Google Safe Browsing Now Blocks Deceptive Ads With Fake Download Buttons

5 February 2016, 6:03 am EST By Alexandra Burlacu Tech Times
If you've ever clicked on a fake download button masquerading as the real thing, this is for you. Google expanded the scope of its Safe Browsing feature to cover deceptive download buttons as well, aiming to make the Web a safer place.  ( Google Blog )

Google is expanding its Safe Browsing protection tool to block deceptive download buttons online.

The Web is vast and full of useful information, but it's also full of traps and tricky websites that con unsuspecting users. Social engineering refers to the various ways in which some websites trick people into clicking on bad links or downloading things they don't intend to download.

Google pledged to fend off social engineering scams with Safe Browsing, and it's now expanding the feature to combat fake download buttons as well.

"You may have encountered social engineering in a deceptive download button, or an image ad that falsely claims your system is out of date," Google explains. "Today, we're expanding Safe Browsing protection to protect you from such deceptive embedded content, like social engineering ads."

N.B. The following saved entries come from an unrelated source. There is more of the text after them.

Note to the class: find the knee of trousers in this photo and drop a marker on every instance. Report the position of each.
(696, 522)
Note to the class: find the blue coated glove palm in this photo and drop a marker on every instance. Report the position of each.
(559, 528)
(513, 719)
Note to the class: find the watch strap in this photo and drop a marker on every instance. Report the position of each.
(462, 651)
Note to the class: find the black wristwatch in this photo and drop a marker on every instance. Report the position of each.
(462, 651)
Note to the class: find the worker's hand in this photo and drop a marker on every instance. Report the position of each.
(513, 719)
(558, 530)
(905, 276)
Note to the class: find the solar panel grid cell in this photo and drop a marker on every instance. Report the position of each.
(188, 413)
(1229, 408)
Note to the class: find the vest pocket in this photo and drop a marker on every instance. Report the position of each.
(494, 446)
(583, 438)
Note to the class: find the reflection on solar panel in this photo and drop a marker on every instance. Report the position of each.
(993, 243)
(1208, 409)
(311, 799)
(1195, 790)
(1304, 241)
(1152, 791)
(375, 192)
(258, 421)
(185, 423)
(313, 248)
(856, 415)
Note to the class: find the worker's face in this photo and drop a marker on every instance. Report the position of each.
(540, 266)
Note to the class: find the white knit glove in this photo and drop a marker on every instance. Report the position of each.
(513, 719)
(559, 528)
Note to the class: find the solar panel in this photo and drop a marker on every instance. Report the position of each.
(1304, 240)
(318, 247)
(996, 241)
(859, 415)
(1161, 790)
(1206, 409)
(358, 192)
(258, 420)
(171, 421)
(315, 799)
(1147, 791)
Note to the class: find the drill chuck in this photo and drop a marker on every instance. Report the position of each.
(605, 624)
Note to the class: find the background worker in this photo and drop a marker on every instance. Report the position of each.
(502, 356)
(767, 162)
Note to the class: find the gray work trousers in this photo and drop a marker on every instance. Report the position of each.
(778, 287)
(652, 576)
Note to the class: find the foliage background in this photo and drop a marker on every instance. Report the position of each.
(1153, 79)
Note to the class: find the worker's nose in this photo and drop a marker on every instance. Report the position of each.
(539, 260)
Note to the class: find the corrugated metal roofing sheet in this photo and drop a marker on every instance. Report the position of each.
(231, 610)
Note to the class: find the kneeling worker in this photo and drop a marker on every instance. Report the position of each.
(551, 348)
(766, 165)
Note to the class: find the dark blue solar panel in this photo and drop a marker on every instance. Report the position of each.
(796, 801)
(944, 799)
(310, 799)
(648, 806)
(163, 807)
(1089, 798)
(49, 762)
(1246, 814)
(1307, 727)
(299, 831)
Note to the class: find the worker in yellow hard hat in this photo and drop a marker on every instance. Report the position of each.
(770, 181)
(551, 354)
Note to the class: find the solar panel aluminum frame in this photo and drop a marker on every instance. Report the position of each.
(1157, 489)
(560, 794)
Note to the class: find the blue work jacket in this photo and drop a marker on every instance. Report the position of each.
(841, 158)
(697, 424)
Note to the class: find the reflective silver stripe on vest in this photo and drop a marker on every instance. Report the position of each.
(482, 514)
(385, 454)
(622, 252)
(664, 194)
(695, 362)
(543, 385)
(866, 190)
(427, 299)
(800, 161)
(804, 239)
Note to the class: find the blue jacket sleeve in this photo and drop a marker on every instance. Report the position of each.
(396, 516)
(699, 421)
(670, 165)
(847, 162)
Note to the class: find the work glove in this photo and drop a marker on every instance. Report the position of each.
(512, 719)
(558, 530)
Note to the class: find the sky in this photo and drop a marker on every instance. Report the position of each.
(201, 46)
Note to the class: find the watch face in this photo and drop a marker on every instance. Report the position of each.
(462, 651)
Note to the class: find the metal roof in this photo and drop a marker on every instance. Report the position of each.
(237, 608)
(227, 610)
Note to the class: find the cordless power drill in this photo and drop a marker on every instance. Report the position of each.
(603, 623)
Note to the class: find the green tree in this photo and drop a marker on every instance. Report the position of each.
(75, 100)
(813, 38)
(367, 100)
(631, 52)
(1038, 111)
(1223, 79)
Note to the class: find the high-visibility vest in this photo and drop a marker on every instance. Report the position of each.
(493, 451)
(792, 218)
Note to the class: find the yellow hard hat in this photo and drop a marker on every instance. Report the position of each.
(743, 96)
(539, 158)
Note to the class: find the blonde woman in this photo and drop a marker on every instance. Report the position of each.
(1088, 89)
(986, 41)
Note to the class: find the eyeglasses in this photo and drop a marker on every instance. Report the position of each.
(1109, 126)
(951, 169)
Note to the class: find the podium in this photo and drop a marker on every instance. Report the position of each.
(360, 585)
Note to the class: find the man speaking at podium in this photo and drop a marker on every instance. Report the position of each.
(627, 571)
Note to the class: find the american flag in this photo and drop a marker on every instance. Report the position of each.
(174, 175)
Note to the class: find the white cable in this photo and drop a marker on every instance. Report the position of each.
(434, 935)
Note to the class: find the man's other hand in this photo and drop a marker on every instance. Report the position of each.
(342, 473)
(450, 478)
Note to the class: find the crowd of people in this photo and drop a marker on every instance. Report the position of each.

Safe Browsing is available for Google's Chrome browser and Android, displaying a warning screen to notify users when they're about to visit a harmful site. Google also shared the information security through a "safe browsing" application that works with Mozilla's Firefox and Apple's Safari, aiming to eliminate harmful browser software and protect as many Web users as possible.

In addition to protecting users from malicious websites that attempt to con them into giving up their credentials or install malware disguised as something else, Google's Safe Browsing now goes after embedded content as well.

Such embedded content scams target ads, and they're a bit tougher to combat because they're generally integrated right into the Web page. They replace legitimate content and look like they're the real deal, part of the page itself, but that's all just for show.

Simply put, embedded content can take the form of ads and attempt to con users into installing updates or applications that don't really exist.

One of the most common types of embedded content presents itself as a download button, oftentimes placed right beneath, or beside the real download button or link. When these fake download buttons also match the theme of the website in question, they're even harder to distinguish and they manage to trick more users.

To reduce such risks, Google's Safe Browsing will now flag deceptive content and display obvious warnings regarding the malicious activities. At the same time, Google will also notify Web page owners of the embedded content found on their pages. If visitors regularly encounter such warnings on a website, Google will flag the whole website and owners will have to ensure everything is safe.